Y-a-t-il une pénurie de farine en Algérie?

Usine de transformation du blé en Algérie
Usine de transformation du blé en Algérie

D'un côté de nombreux médias algériens, et des médias relais à l’international, annoncent une pénurie de farine en Algérie, à l’origine d’une augmentation du prix du pain, et de l'autre côté le Ministère du Commerce dément.
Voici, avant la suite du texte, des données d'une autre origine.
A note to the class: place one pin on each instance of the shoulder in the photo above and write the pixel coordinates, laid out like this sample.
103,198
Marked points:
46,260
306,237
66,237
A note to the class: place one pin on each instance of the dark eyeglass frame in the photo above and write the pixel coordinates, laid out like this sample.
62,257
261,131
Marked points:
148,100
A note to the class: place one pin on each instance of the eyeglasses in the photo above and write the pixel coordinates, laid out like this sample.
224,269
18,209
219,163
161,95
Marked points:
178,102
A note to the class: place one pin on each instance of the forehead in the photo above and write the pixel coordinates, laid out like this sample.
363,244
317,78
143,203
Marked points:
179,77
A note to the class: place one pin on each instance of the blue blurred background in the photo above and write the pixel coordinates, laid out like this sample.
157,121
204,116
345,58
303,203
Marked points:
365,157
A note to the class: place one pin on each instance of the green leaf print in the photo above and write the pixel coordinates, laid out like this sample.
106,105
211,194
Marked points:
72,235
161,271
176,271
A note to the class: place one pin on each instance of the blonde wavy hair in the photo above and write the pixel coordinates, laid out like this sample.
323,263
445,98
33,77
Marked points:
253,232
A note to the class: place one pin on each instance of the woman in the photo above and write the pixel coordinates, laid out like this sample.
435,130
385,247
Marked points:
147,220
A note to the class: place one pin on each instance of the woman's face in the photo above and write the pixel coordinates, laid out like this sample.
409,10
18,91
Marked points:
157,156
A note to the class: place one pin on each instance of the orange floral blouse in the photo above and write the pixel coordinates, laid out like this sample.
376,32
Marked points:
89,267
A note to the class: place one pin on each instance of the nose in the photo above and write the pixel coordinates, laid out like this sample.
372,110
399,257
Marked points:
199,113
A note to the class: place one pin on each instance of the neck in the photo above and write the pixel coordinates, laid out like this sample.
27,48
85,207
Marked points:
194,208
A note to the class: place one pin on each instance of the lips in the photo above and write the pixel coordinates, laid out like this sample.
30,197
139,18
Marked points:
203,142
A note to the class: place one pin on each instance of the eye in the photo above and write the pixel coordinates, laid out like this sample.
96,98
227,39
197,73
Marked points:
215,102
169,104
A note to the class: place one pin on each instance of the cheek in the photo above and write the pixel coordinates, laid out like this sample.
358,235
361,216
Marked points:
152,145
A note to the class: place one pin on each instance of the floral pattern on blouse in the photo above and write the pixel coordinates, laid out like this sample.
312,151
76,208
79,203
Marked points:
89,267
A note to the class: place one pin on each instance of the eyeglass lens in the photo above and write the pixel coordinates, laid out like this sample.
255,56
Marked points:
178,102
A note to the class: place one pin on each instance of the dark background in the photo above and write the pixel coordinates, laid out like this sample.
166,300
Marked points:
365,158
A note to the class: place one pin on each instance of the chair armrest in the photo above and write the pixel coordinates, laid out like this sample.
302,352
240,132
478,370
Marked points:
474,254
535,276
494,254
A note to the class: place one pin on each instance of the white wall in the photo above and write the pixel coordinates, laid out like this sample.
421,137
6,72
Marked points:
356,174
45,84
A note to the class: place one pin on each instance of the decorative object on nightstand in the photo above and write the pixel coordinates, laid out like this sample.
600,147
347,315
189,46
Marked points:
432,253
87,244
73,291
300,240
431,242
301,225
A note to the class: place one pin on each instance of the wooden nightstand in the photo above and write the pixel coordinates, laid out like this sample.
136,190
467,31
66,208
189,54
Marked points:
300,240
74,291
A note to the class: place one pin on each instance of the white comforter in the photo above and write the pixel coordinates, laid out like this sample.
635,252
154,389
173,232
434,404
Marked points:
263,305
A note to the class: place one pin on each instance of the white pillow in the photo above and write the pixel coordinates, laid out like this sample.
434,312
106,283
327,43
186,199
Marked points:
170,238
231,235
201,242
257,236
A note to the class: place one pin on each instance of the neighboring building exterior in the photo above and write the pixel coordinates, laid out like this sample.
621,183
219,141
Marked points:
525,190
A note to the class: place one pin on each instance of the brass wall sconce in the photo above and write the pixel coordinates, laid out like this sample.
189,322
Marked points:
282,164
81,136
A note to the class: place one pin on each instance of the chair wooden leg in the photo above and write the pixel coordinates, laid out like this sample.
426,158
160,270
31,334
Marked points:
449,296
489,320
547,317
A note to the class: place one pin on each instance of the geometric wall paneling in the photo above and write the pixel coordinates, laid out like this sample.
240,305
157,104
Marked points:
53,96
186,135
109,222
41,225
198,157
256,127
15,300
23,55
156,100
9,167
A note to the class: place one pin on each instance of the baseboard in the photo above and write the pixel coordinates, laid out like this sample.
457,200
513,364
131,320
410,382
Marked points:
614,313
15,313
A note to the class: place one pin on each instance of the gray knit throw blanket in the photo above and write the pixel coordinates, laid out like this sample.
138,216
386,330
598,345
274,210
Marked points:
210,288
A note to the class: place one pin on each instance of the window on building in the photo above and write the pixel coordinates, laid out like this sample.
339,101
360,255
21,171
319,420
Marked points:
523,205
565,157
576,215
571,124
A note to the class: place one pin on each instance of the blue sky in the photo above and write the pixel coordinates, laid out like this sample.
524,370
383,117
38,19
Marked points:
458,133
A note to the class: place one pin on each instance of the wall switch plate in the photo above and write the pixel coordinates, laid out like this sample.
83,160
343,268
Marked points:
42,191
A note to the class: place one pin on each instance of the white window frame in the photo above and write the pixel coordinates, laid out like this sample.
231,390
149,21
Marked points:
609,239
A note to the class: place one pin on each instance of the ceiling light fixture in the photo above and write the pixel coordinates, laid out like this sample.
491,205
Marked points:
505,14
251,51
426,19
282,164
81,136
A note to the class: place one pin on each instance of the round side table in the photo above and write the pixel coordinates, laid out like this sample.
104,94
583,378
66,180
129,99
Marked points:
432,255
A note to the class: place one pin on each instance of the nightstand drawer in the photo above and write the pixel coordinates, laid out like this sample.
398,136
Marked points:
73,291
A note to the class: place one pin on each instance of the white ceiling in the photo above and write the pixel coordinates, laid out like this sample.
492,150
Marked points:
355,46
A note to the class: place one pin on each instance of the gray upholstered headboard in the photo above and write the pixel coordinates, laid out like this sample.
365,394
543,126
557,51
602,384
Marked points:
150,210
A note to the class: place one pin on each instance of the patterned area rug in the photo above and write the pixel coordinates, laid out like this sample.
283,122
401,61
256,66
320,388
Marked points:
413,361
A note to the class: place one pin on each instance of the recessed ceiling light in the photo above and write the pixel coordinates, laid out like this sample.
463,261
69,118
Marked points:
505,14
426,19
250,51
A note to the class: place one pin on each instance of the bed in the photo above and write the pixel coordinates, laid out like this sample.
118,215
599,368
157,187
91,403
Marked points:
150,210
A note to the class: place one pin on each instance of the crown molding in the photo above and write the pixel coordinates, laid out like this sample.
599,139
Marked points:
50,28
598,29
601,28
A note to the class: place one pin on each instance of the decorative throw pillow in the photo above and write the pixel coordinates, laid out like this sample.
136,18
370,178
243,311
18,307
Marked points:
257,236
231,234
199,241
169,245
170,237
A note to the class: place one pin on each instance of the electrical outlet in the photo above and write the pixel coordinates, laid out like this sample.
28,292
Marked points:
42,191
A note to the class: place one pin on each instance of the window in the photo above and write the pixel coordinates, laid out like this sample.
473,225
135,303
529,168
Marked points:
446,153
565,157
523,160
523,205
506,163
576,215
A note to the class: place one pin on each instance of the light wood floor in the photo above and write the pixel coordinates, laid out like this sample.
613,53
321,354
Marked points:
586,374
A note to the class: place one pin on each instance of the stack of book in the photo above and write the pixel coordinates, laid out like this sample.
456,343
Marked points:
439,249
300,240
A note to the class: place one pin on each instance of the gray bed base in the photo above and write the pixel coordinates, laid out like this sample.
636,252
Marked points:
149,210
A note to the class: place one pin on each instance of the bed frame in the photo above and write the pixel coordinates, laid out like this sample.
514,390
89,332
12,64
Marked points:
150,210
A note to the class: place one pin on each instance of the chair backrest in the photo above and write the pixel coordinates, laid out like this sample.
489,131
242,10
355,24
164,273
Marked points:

Les médias algériens s'acharnent à faire peur à la population et attribuent très volontiers ce "terrifiant" phénomène à une incompétence du gouvernement actuel, voire même, lui prête une intention malfaisante.

Le directeur général de la régulation et l'organisation des marchés au Ministère du Commerce, Sami Koli, a affirmé, début août que la farine était disponible sur les marchés en quantités "suffisantes".

Pourtant, les Algériens ont pu constater que la farine de blé utilisée pour leur baguette de pain a été remplacée par de la farine de semoule et cela est très étrange, surtout quand on pense que le prix de la semoule est plus élevé que celui de la farine!

M. Sami Koli affirme également que les minoteries, au nombre de 432 sur le territoire national algérien, produisent actuellement sans relâche, ajoutant qu'aucune interruption technique n'est tolérée afin de parer à toute éventualité ou en cas d’urgence.

Une minoterie est un grand établissement où se préparent les farines de céréales qui doivent être livrées au commerce. S’il est incontestable que les Algériens voient le prix du pain augmenter sans cesse, il n’en demeure pas moins que la responsabilité de cette désorganisation ou de cette soudaine prétendue pénurie n'est pas forcément celle dénoncée.

Les boulangers quant à eux expliquent que la hausse du prix de la baguette est due à l'augmentation des salaires et des charges (environ 50 % dans le prix de revient), le prix des matières premières ne représentant "que" 25 % du prix de la baguette. L'utilisation de la semoule par les boulangers n'est qu'un prétexte pour pouvoir justifier l'augmentation du prix et donc de leur marge auprès de leurs clients. La pandémie de Covid-19 a fait du tort aux commerces, et tous les moyens sont bons pour renflouer les caisses.

Ce n'est donc pas une pénurie de farine mais une augmentation du prix qui s'opère. Par contre, des rumeurs sont colportées afin d'amplifier le phénomène, le présenter comme une crise afin de déstabiliser le pays. Et à qui peut profiter un tel crime?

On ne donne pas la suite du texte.